“Compramos de volta a empresa com verbas rescisórias e desemprego. A compra dos trabalhadores nos salvou”

“A todas as médias ou pequenas empresas que hoje correm o risco de fechar as portas, recomendo que conheçam as ferramentas da compra de trabalhadores. Mudou a nossa vida: permitiu-nos comprar a empresa onde trabalhávamos, abrindo mão do desemprego e da indemnização ”: são as palavras de Marco Brozzi, presidente da “Ceramiche Noi”, Fábrica da Città di Castello, adquirida pelos funcionários no final de 2019, após a propriedade ter decidido se mudar para a Armênia. “Apostamos em nós, o entusiasmo foi mais forte do que o desespero”, acrescenta Brozzi que hoje está à frente da cooperativa que reúne 11 associados e três colaboradores. A aventura da “Ceramiche Noi” não está isolada: a crise financeira fez aumentar os casos de empresas em dificuldade detectados pelos trabalhadores. Além disso, a partir de 2021, o Mise dará ajuda para problemas de sucessão.

Mãe O que é Workers Buyout? Trata-se de uma ação de resgate da empresa, ou de parte dela, levada a cabo pelos funcionários que retomam o imóvel. Essas intervenções são possibilitadas pelo apoio de Lei Marcora (Lei 49/1985), um instrumento eficaz de política laboral ativa, utilizado para regenerar uma empresa em crise económica ou nos casos em que seja necessário favorecer uma rotação geracional da empresa sem herdeiros interessados ​​em dar continuidade à actividade empresarial. Os trabalhadores investem seus recursos – desde o avanço da mobilidade (Naspi) até a provisão de verbas rescisórias – e são apoiados por CFI (a investida da MISE nasceu em 1986 justamente para financiar a aquisição dos trabalhadores) pode usar os recursos disponibilizados pela Lei Marcora para se responsabilizar pela gestão da empresa, apostando no seu futuro.

Ceramiche Noi

A tatuagem dos funcionários da “Ceramiche Noi”

Novidades à vista para quem pensa em utilizar esta ferramenta: a última Lei Orçamental não se limitou ao refinanciamento do CFI mas também criou um segundo fundo, que pode ser utilizado quando a empresa não está em crise, mas tem problemas de sucessão familiar ou está a entrar à venda.

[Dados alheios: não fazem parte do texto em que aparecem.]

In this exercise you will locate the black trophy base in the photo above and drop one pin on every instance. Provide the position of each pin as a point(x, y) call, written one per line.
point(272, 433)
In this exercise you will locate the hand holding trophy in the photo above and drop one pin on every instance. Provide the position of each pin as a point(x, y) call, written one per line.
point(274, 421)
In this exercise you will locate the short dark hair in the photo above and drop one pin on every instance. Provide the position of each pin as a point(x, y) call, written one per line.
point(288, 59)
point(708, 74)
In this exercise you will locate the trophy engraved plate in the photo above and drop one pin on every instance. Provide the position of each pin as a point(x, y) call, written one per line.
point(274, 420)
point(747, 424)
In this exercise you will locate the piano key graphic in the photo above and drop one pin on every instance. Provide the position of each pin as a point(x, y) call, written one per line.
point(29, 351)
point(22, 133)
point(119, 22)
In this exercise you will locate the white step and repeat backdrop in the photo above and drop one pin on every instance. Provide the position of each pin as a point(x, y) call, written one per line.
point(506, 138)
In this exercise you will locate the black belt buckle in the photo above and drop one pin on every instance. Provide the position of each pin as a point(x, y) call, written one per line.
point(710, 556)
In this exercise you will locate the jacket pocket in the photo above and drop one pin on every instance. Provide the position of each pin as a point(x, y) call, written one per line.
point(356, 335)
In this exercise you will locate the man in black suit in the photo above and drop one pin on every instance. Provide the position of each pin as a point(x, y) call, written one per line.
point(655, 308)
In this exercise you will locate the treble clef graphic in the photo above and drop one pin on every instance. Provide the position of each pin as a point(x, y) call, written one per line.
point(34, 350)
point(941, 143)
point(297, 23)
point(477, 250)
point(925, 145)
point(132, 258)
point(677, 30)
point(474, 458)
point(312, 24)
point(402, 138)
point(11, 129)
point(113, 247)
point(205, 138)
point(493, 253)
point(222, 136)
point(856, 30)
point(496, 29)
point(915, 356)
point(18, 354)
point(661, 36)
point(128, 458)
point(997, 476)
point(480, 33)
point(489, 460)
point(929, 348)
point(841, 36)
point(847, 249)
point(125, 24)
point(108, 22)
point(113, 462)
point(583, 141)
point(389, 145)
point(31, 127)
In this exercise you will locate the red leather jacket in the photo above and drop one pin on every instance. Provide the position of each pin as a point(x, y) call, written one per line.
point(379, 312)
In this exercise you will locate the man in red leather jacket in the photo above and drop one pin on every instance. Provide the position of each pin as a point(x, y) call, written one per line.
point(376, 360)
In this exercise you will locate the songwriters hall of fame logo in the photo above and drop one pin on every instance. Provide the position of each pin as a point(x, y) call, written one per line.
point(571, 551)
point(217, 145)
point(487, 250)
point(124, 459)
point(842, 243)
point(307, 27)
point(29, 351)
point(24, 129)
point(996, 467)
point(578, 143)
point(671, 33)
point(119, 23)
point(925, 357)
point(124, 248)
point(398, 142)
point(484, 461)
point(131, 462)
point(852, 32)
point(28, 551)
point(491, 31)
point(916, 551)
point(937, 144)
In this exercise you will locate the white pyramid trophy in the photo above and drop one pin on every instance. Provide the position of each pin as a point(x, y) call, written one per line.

Além disso, a partir deste ano o CFI participará nas mesas de crise abertas ao MISE, no limite das suas possibilidades de intervenção, que dizem respeito às PME com um volume de negócios de 50 milhões de euros e 250 trabalhadores. O fundo subsidiado do CFI tem uma nova dotação de 81 milhões de euros, mas graças aos empréstimos regularmente reembolsados ​​o fundo tem cerca de 290 milhões.

A opção pela aquisição da empresa, em qualquer caso, não pode ser tomada de ânimo leve: os trabalhadores devem comprometer as verbas rescisórias e indemnizações até ao último euro. Eles devem, portanto, acreditar. Isso é muito. “Diante da possibilidade de perder o emprego, tínhamos dois caminhos a percorrer: um, o mais simples pelo menos na aparência, era nos render ao óbvio, aceitar o desemprego e os obstáculos da procura de um novo emprego; a outra forma, a mais tortuosa e íngreme, era tentar o impossível: apostar em nós próprios, nas nossas capacidades e adquirir a empresa – lemos no site da empresa “Ceramiche Noi” -. Prontos para partir, decidimos fundar uma cooperativa usando as ferramentas da compra dos trabalhadores. A nossa escolha foi corajosa e precisa: desistimos do desemprego, da TFR e investimos 180.000 euros na compra de novas máquinas. E foi assim que o milagre aconteceu. Nossa vida mudou em poucos meses, assim como nosso futuro, que parecia incerto e sombrio. Em pouco tempo, conseguimos reconquistar nossos antigos clientes, 90% deles nos Estados Unidos. Conseguimos não parar a produção e recomeçar com ímpeto, mesmo trabalhando 14 horas por dia ”.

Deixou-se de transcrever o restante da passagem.